Tuesday, November 25, 2008

State Habeas Petitioner's Claims Rejected

Sandoval v. Ulibarri, -- F. 3d --, 2008 WL 4966218 (10th Cir. 11/24/08) - a rejection of various § 2254 claims re: NM convictions of aggravated battery and shooting at a vehicle. Mr. Sandoval did not establish that he was prejudiced by counsel's failure to follow rules re: pretrial disclosure of dr. expert's PTSD testimony, which resulted in state court's limitation of that testimony to PTSD generally and exclusion of testimony about how PTSD contributed to Sandoval's offense behavior. Sandoval's trial testimony was not entirely consistent with the PTSD theory.

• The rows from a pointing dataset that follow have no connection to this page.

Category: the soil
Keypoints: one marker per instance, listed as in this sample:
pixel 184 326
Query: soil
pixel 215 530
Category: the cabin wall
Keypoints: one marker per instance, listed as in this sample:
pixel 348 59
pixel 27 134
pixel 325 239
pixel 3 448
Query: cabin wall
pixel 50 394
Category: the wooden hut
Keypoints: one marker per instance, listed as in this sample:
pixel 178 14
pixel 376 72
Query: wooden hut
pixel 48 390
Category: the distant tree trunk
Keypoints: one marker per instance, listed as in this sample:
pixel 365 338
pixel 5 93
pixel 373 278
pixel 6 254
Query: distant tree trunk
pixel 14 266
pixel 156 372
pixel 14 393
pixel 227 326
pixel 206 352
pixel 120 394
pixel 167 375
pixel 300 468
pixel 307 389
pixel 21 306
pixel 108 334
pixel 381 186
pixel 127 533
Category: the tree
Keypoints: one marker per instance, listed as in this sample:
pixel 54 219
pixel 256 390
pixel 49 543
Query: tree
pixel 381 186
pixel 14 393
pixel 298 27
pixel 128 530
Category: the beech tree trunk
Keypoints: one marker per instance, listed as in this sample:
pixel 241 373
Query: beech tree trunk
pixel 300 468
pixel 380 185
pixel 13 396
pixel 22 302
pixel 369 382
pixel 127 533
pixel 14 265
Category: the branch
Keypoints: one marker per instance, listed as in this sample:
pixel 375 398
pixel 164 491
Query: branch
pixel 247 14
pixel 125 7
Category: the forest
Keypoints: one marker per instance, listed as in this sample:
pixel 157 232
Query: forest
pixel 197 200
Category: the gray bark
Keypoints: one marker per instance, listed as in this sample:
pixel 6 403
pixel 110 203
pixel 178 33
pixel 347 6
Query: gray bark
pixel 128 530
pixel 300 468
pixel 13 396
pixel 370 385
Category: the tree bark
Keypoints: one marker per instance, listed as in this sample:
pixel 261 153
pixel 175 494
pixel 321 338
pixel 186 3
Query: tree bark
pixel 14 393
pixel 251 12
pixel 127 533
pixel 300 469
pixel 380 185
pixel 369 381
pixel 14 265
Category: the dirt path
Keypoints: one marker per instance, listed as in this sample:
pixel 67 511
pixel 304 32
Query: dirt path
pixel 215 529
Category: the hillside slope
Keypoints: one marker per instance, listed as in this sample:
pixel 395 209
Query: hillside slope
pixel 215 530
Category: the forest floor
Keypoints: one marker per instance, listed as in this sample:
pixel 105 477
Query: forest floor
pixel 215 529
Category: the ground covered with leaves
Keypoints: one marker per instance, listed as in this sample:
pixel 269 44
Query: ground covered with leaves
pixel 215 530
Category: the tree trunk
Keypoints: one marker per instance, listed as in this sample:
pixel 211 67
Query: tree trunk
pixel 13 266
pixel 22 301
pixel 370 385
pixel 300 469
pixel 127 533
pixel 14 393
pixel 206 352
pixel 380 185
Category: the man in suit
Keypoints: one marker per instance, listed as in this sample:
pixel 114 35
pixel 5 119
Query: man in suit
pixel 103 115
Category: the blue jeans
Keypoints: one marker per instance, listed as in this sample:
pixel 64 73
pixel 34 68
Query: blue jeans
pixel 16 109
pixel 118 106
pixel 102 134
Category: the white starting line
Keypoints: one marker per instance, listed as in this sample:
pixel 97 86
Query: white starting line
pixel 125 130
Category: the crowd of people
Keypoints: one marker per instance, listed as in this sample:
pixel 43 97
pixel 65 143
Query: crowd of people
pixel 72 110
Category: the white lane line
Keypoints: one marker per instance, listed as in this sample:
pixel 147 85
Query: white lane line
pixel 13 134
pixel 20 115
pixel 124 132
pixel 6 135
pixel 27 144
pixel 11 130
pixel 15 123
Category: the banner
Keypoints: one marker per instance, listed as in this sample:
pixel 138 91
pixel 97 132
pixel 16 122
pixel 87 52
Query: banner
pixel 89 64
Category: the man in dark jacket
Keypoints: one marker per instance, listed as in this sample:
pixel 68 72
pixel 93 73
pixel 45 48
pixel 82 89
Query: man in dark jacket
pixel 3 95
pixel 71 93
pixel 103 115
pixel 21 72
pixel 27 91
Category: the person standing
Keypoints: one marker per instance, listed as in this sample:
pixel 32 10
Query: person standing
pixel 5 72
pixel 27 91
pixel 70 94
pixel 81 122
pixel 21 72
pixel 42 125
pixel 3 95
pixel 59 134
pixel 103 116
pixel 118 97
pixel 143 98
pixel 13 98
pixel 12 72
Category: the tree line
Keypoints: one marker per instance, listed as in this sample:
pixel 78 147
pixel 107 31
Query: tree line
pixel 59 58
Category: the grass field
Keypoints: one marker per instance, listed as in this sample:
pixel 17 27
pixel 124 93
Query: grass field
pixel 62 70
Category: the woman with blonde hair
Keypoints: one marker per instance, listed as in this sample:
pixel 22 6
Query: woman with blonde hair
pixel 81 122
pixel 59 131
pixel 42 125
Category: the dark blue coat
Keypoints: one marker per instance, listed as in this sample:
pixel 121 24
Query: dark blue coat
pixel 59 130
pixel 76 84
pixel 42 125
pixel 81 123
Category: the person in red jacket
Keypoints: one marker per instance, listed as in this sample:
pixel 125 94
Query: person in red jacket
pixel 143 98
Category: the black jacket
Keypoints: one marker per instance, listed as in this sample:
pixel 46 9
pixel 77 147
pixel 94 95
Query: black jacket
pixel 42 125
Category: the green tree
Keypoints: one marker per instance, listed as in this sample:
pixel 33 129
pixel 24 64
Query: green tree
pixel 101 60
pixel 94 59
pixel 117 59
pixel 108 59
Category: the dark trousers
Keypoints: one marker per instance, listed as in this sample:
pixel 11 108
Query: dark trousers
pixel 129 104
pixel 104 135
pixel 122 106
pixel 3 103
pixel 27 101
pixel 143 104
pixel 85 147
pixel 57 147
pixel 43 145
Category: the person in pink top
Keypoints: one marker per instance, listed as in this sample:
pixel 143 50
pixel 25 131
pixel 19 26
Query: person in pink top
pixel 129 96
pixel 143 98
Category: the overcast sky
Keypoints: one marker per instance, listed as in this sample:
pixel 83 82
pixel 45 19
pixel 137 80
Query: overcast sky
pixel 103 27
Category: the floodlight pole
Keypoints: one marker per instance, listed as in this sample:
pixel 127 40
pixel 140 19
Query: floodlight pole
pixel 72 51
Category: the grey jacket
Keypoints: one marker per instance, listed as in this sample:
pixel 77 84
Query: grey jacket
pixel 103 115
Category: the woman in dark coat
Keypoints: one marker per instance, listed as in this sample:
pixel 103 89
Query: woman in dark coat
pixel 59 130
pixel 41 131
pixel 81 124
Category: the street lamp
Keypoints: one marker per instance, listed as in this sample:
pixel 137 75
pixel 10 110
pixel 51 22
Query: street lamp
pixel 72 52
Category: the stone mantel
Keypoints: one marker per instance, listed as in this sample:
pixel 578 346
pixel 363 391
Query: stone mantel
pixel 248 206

Confrontation claim re: admission of victim's preliminary hearing testimony was waived in state court by defense admission that state made reasonable effort to locate witness it said was unavailable at trial. Even if Sandoval's counsel performed unreasonably at the preliminary hearing by failing to thoroughly cross-examine victim, it did not prejudice Sandoval at trial. It was not IAC to stipulate to state's reasonable attempt to subpoena the victim to testify at trial because state's efforts met reasonableness standard. No Brady violation was shown because petitioner failed to establish that evidence contained in undisclosed medical report of victim would have been material or exculpatory. And no evidentiary hearing was called for as proffered evidence would not have established entitlement to habeas relief.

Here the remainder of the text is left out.